Writing A Book

To know how to read the student is taught to write. To know how to write the student is taught to read. 

The basics of the stroke of a crayon, pencil or pen in our early years tells us how to properly begin the story. They start with the article ‘The’. 

‘The boy’ as the subject. 

‘The boy ran’ as the subject doing something, in this instance [always] going somewhere in a forward direction.

‘The boy ran home’ as the subject going somewhere thought to be pleasant. 

The students are asked to write a forward thought as well. Why is the boy going somewhere pleasant? Is he anticipating something? Yes, he is anticipating to play, to eat, to do whatever that kid is concerned with more so than the lesson. Or so one may think as we were kids once but never overanalyzing kid-like thoughts. 

That’s the basic of how to write stories, and we continued to write stories that way until told otherwise. Or until told that the subject is someone else imagined. 
I’m typing this, rather, to explain my short trip to the bookstore. There I go to scan thoughts, phrases and ideas to soak in and to practice on my own. As well as I’m there I am always to read the preface, introduction or the very first chapter or sentence of the first or second paragraph of a thought. In those ‘firsts’ I gather the subject that the writer is to expound upon. As well, how the writer introduces the subject. 

I have come across that great stories or stories that are to mimic those that are great-it’s alright the first article ‘The’ was writen once before in billions of writings-begin either with a scene doing something or a person or thing doing something within the scene. 
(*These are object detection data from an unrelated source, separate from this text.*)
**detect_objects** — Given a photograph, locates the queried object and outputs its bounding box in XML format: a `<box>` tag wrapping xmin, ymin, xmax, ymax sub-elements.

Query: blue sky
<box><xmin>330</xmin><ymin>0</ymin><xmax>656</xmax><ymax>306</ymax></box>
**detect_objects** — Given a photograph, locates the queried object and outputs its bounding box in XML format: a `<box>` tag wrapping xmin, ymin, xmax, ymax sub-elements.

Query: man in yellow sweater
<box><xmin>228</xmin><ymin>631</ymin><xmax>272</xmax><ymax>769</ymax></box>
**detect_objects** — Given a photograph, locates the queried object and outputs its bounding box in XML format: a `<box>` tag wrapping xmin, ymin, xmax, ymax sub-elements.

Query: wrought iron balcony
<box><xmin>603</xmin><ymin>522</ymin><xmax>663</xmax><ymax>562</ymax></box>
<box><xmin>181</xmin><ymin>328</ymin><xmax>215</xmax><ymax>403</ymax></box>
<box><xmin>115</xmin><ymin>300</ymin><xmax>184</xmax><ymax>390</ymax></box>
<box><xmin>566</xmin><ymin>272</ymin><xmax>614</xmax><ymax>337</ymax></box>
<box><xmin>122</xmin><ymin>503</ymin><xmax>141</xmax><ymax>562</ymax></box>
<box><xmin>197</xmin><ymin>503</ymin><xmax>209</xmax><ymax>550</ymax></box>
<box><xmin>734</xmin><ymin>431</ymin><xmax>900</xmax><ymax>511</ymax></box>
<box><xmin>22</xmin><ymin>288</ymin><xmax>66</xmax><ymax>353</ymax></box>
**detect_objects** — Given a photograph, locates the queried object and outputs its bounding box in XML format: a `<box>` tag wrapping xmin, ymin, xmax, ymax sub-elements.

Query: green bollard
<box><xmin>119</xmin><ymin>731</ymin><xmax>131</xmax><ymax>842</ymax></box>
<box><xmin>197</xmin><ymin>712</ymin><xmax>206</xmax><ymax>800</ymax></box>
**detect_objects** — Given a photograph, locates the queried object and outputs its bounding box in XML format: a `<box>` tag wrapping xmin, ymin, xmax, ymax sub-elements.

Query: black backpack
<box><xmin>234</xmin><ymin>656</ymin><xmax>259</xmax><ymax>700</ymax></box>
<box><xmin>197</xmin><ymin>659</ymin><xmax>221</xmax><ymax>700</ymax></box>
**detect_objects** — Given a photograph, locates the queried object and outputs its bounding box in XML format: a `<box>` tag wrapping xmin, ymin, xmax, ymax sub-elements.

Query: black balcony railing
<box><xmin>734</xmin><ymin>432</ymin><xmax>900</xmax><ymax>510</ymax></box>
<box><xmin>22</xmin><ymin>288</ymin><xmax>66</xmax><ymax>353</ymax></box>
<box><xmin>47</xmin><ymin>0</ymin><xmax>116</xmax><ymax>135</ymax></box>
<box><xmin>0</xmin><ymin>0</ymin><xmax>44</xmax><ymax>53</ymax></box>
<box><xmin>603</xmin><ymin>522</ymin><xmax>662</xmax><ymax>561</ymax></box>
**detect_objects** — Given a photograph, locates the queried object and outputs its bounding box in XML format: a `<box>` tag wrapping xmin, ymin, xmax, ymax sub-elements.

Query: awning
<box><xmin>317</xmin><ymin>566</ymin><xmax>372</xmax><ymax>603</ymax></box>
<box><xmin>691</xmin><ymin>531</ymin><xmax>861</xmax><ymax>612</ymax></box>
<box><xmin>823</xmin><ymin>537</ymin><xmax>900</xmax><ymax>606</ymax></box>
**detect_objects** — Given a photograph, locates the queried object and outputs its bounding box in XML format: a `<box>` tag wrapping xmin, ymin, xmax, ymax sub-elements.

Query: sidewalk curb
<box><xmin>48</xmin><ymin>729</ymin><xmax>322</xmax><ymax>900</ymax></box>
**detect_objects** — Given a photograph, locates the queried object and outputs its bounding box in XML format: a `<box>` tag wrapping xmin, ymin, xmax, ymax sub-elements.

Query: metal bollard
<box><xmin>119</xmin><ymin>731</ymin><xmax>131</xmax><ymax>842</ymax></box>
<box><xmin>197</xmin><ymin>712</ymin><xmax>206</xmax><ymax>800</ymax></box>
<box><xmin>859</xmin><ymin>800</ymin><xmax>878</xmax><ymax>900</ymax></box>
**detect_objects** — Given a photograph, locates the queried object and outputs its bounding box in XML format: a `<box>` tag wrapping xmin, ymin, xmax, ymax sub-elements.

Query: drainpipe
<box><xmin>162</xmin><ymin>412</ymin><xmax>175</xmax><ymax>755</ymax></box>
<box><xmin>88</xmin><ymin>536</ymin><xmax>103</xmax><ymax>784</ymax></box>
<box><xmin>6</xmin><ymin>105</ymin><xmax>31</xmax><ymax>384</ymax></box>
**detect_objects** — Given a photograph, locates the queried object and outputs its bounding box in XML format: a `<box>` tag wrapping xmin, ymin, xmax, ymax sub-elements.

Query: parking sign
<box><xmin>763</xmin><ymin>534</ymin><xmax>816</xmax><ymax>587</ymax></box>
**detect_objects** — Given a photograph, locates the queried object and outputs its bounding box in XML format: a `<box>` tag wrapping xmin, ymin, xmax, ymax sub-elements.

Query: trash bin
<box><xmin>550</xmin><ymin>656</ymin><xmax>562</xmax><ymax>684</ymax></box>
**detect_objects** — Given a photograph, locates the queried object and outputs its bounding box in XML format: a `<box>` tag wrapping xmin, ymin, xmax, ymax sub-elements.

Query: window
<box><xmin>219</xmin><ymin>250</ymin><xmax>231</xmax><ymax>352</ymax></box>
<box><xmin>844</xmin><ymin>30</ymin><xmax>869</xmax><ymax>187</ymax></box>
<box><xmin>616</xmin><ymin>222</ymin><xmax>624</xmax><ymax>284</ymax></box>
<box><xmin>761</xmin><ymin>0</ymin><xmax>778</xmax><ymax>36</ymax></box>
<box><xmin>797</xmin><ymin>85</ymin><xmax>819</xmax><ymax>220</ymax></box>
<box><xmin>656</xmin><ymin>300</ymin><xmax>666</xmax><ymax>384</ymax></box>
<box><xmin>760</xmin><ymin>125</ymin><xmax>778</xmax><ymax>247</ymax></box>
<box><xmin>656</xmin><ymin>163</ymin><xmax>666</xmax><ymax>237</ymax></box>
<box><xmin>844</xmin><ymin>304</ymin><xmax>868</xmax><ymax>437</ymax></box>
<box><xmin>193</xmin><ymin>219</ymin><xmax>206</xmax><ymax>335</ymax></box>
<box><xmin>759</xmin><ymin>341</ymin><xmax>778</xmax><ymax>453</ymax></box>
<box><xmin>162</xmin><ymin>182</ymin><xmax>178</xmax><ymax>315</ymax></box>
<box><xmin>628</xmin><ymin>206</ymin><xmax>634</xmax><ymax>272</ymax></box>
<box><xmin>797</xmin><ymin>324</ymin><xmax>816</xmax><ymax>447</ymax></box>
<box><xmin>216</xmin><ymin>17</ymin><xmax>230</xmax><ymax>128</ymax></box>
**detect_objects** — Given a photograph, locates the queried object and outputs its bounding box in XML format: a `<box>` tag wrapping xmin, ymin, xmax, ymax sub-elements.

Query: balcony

For instance, the scene set in the time of marshes, raindrops left on the petals over night and fog is telling the story of a fantasy, of a crime or of horror. Some great writers write this scene to tell something about nature. What is its overall significance to the subject, the plot, or even the conclusion? Does this scene have meaning or is it simply the beginning? That all depends on how the writer describes the scene and how the writer writes-specific or overly detailed. Most importantly how well the writer may write.

The second instance being that the subject is either thinking, speaking, or the writer is speaking of the subject. Toni Morrison writes a poetic version of the writer speaking of the subject’s scene and viewpoint. Others like George R.R. Martin may write of a fantasy subject thinking then to explain why that subject thinks that way. Who knows what a ‘warg’ is and may do besides him? It’s the way in which the writer describes the subject that may captivate the audience to read more. 

The ability to imagine too, to identify with the subject or scene allows the reader to continue reading.

There requires no sophistication in word choice as the Victorian writers. There requires no complexities in sentencing structures, just the ability to connect with the reader. The ability to describe in a way that captivates your audience. 

The story simply has to be interesting to the imagination, intriguing to the mind.